A significant recent development in the projects and energy sector was the introduction of the new Land Acquisition Bill 2011 in early September. Jaitly said this imposes much higher compensation and other ongoing obligations on both the government as well as the ultimate transferees of compulsorily acquired land. “This development has a potentially significant impact for any business looking to use large tracks of land through a compulsory acquisition process,” he added.

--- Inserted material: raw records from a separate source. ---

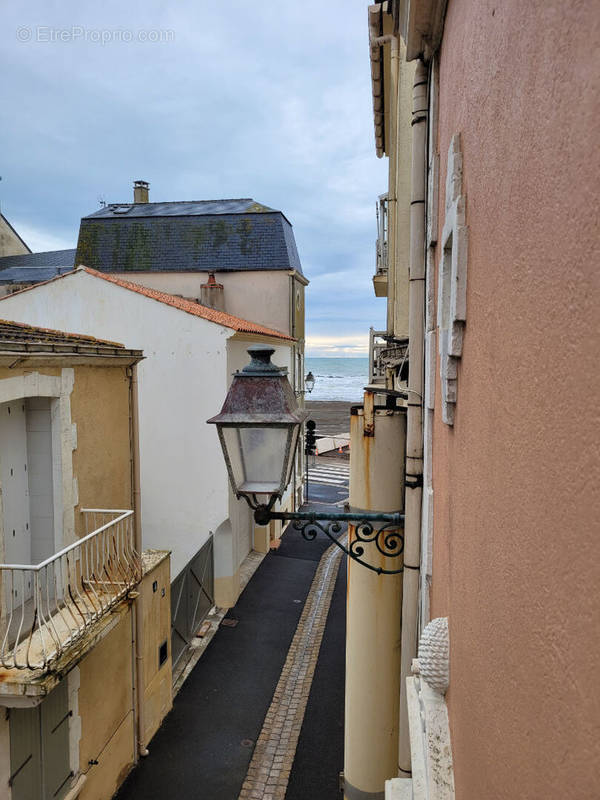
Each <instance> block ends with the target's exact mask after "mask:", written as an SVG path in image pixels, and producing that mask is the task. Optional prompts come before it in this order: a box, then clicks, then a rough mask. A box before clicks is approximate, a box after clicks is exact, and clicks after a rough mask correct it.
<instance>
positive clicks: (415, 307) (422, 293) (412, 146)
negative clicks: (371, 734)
mask: <svg viewBox="0 0 600 800" xmlns="http://www.w3.org/2000/svg"><path fill="white" fill-rule="evenodd" d="M427 83H428V75H427V69H426V67H425V65H424V64H423V62H422V61H419V62H418V63H417V68H416V71H415V78H414V83H413V107H412V167H411V205H410V257H409V258H410V266H409V350H410V355H409V372H408V420H407V439H406V500H405V509H406V511H405V513H406V527H405V538H404V567H405V571H404V582H403V593H402V652H401V681H400V741H399V749H398V765H399V772H400V775H404V774H410V772H411V754H410V738H409V731H408V710H407V705H406V678H407V677H408V676H409V675H410V674H411V664H412V659H413V658H414V657H415V656H416V652H417V630H418V627H417V626H418V601H419V582H420V581H419V572H420V561H421V503H422V495H423V391H424V388H423V387H424V363H423V359H424V342H423V337H424V324H425V202H426V185H427V184H426V169H427V161H426V158H427V116H428V100H427V96H428V95H427Z"/></svg>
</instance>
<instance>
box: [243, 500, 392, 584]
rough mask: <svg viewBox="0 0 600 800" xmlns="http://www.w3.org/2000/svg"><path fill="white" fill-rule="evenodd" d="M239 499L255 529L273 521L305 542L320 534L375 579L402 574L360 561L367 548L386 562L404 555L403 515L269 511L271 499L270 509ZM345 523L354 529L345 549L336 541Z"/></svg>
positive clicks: (341, 545) (272, 506)
mask: <svg viewBox="0 0 600 800" xmlns="http://www.w3.org/2000/svg"><path fill="white" fill-rule="evenodd" d="M242 496H243V497H244V498H245V499H246V502H247V503H248V505H249V506H250V508H252V509H253V511H254V521H255V522H256V524H257V525H268V523H269V522H270V521H271V520H273V519H278V520H281V521H282V522H291V523H292V527H293V528H294V530H296V531H299V532H300V534H301V535H302V536H303V538H304V539H306V541H307V542H312V541H314V540H315V539H316V538H317V536H318V534H319V531H320V532H321V533H324V534H325V536H327V537H328V538H329V539H331V541H332V542H333V543H334V544H335V545H336V546H337V547H339V548H340V550H343V551H344V553H346V555H347V556H348V558H351V559H352V560H353V561H356V562H357V563H358V564H361V565H362V566H363V567H366V568H367V569H370V570H372V571H373V572H376V573H377V574H378V575H398V574H399V573H400V572H403V571H404V567H403V566H402V567H400V568H399V569H384V568H383V567H376V566H374V565H373V564H370V563H369V562H368V561H365V560H364V558H363V556H364V555H365V553H366V548H367V546H368V545H372V546H373V547H375V548H376V550H377V551H378V552H379V553H380V554H381V555H383V556H385V557H386V558H398V557H400V556H401V555H402V554H403V553H404V514H400V513H397V512H393V513H383V512H382V513H379V512H363V513H359V514H353V513H346V512H334V513H332V512H329V513H318V512H314V511H293V512H292V511H290V512H285V511H272V510H271V509H272V507H273V503H274V502H275V498H272V499H271V501H270V503H269V505H262V504H260V503H258V502H257V499H256V497H253V499H252V500H251V499H250V498H249V497H247V496H246V495H242ZM344 523H350V524H351V525H354V529H355V532H354V537H353V539H352V541H351V542H350V543H349V545H348V547H346V546H345V545H343V544H342V543H341V542H340V540H339V539H338V535H339V534H340V533H341V531H342V525H343V524H344ZM379 523H382V524H379Z"/></svg>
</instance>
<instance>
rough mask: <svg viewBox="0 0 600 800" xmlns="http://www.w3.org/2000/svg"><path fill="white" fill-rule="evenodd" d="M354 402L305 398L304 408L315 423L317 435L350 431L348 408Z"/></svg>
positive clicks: (348, 412)
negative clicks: (347, 402)
mask: <svg viewBox="0 0 600 800" xmlns="http://www.w3.org/2000/svg"><path fill="white" fill-rule="evenodd" d="M353 405H356V403H346V402H344V401H341V400H312V401H311V400H307V401H306V410H307V411H308V412H309V414H310V418H311V419H313V420H314V421H315V422H316V424H317V428H316V433H317V436H334V435H335V434H338V433H350V408H351V407H352V406H353Z"/></svg>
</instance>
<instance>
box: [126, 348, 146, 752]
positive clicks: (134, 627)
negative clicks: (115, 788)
mask: <svg viewBox="0 0 600 800" xmlns="http://www.w3.org/2000/svg"><path fill="white" fill-rule="evenodd" d="M130 386H131V449H132V456H133V511H134V515H133V519H134V545H135V551H136V553H137V554H138V556H139V557H140V559H141V556H142V503H141V490H140V427H139V410H138V382H137V364H134V365H133V367H132V368H131V376H130ZM133 615H134V636H133V643H134V644H133V652H134V658H135V694H134V697H135V699H136V701H137V703H136V705H137V714H136V717H137V752H138V754H139V755H140V756H143V757H145V756H148V755H150V751H149V750H148V748H147V747H146V742H145V730H146V713H145V704H144V657H143V652H144V614H143V606H142V596H141V594H137V596H136V597H135V599H134V601H133Z"/></svg>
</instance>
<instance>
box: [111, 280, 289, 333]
mask: <svg viewBox="0 0 600 800" xmlns="http://www.w3.org/2000/svg"><path fill="white" fill-rule="evenodd" d="M121 277H123V278H125V279H126V280H129V281H133V282H134V283H139V284H141V285H142V286H147V287H149V288H151V289H158V290H159V291H161V292H168V293H169V294H180V295H182V296H183V297H189V298H194V299H199V298H200V286H201V284H203V283H206V281H207V280H208V272H189V273H185V272H127V273H122V274H121ZM215 278H216V281H217V283H222V284H223V292H224V298H225V311H227V313H228V314H233V315H234V316H236V317H241V318H242V319H248V320H252V322H257V323H259V324H260V325H265V326H267V327H268V328H274V329H275V330H276V331H280V332H281V333H287V334H289V335H292V331H291V328H290V307H289V292H290V287H289V273H288V272H287V271H286V270H264V271H258V270H256V271H254V272H215Z"/></svg>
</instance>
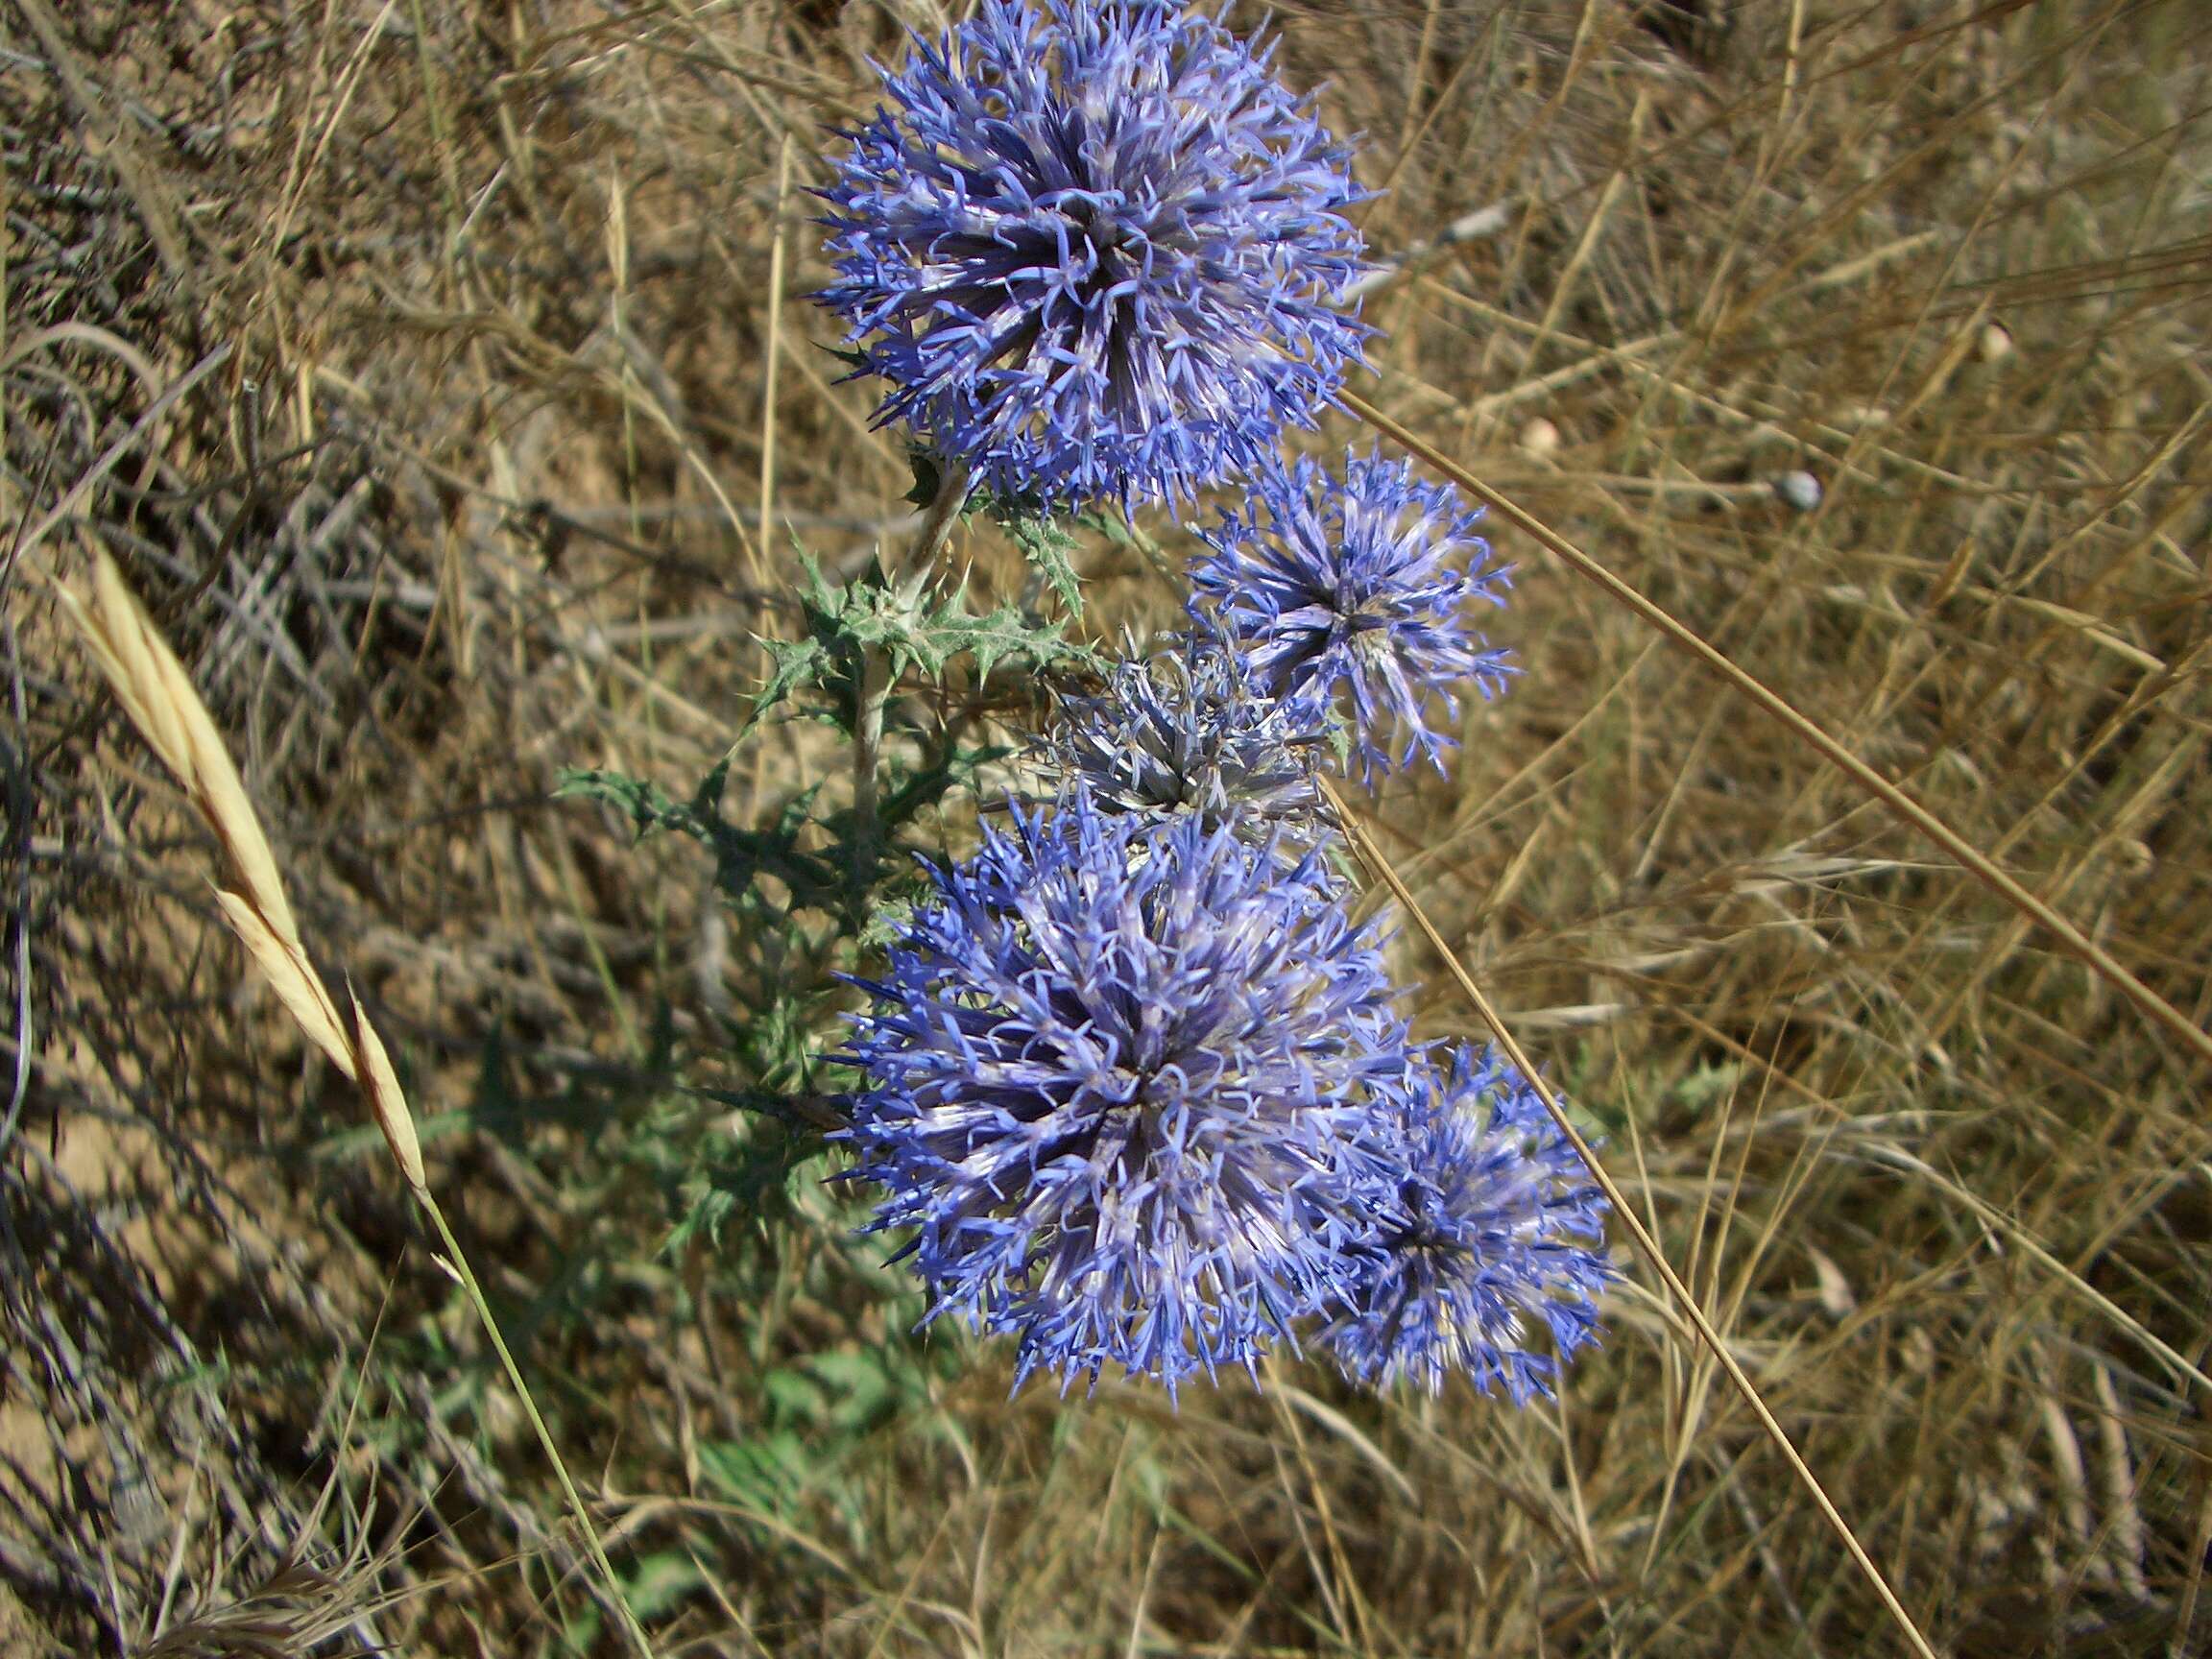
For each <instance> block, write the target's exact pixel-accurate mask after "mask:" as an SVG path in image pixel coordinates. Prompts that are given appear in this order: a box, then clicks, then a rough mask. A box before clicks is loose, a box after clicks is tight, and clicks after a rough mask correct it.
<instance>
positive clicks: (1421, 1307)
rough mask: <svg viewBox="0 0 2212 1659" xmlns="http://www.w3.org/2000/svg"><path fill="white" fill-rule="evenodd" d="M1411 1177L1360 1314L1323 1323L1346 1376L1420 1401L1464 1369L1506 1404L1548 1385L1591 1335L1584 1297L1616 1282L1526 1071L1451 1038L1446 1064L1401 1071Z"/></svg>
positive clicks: (1364, 1297) (1596, 1195)
mask: <svg viewBox="0 0 2212 1659" xmlns="http://www.w3.org/2000/svg"><path fill="white" fill-rule="evenodd" d="M1402 1104H1405V1124H1402V1128H1405V1144H1402V1159H1405V1186H1402V1192H1400V1212H1402V1214H1405V1217H1407V1219H1405V1223H1402V1225H1398V1228H1396V1230H1385V1239H1383V1248H1380V1254H1378V1259H1376V1261H1378V1265H1376V1272H1374V1274H1371V1276H1369V1281H1367V1283H1365V1285H1363V1290H1360V1296H1358V1312H1356V1314H1354V1316H1352V1318H1343V1321H1338V1323H1336V1325H1332V1327H1329V1334H1327V1340H1329V1347H1332V1349H1334V1354H1336V1360H1338V1363H1340V1365H1343V1369H1345V1371H1347V1374H1349V1376H1352V1378H1356V1380H1360V1383H1369V1385H1374V1387H1387V1385H1389V1383H1394V1380H1398V1378H1407V1380H1411V1383H1416V1385H1420V1387H1425V1389H1429V1394H1438V1391H1442V1387H1444V1378H1447V1376H1449V1374H1451V1371H1467V1374H1469V1376H1471V1378H1473V1383H1475V1387H1478V1389H1482V1391H1484V1394H1489V1391H1491V1387H1493V1385H1500V1383H1502V1385H1504V1389H1506V1394H1509V1396H1511V1398H1513V1402H1515V1405H1524V1402H1526V1400H1528V1398H1531V1396H1535V1394H1551V1380H1553V1376H1555V1374H1557V1358H1553V1354H1537V1352H1531V1347H1528V1343H1531V1336H1533V1332H1535V1327H1537V1325H1540V1323H1542V1325H1546V1327H1548V1329H1551V1347H1553V1349H1555V1354H1557V1356H1562V1358H1564V1356H1568V1354H1573V1352H1575V1349H1577V1347H1582V1345H1584V1343H1590V1340H1595V1338H1597V1310H1595V1305H1593V1301H1590V1298H1593V1294H1595V1292H1597V1290H1601V1287H1604V1283H1606V1281H1608V1279H1610V1276H1613V1267H1610V1265H1608V1261H1606V1252H1604V1212H1606V1203H1604V1199H1601V1197H1599V1192H1597V1188H1595V1186H1593V1183H1590V1177H1588V1170H1584V1166H1582V1159H1579V1157H1577V1155H1575V1150H1573V1148H1571V1146H1568V1144H1566V1141H1564V1137H1562V1135H1559V1130H1557V1126H1555V1124H1553V1121H1551V1115H1548V1113H1546V1110H1544V1102H1542V1099H1537V1095H1535V1091H1533V1088H1531V1086H1528V1079H1526V1077H1522V1075H1520V1073H1517V1071H1513V1068H1511V1066H1506V1064H1504V1062H1502V1060H1500V1057H1498V1055H1495V1053H1493V1051H1480V1053H1478V1051H1473V1048H1467V1046H1460V1048H1455V1051H1453V1055H1451V1064H1449V1068H1447V1071H1440V1068H1438V1066H1436V1064H1433V1060H1429V1057H1418V1060H1413V1064H1411V1066H1409V1068H1407V1077H1405V1093H1402Z"/></svg>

Looking ahead, Jaitly said the infrastructure sector in India faces some significant challenges, which, if not mitigated, could lead to a slowdown or at best sub-optimal growth. “These include a business friendly resolution issues arising out of the Land Acquisition Bill issue,” he said, “and introducing a greater degree of flexibility into the basis and time taken for the grant of various approvals and permits, particularly as relates to the environment.” With respect to the thermal power sector, a particular issue of concern, said Jaitly, “is the uncertainty of coal supply, both because of lack of availability and, in many cases, the lack of  a firm and bankable coal linkage from the government-owned Coal India. This problem has been exacerbated by recent measures introduced in Indonesia requiring Indonesian coal to be sold overseas at internationally bench-marked prices. These uncertainties will make both debt and equity finance for Indian power projects challenging.”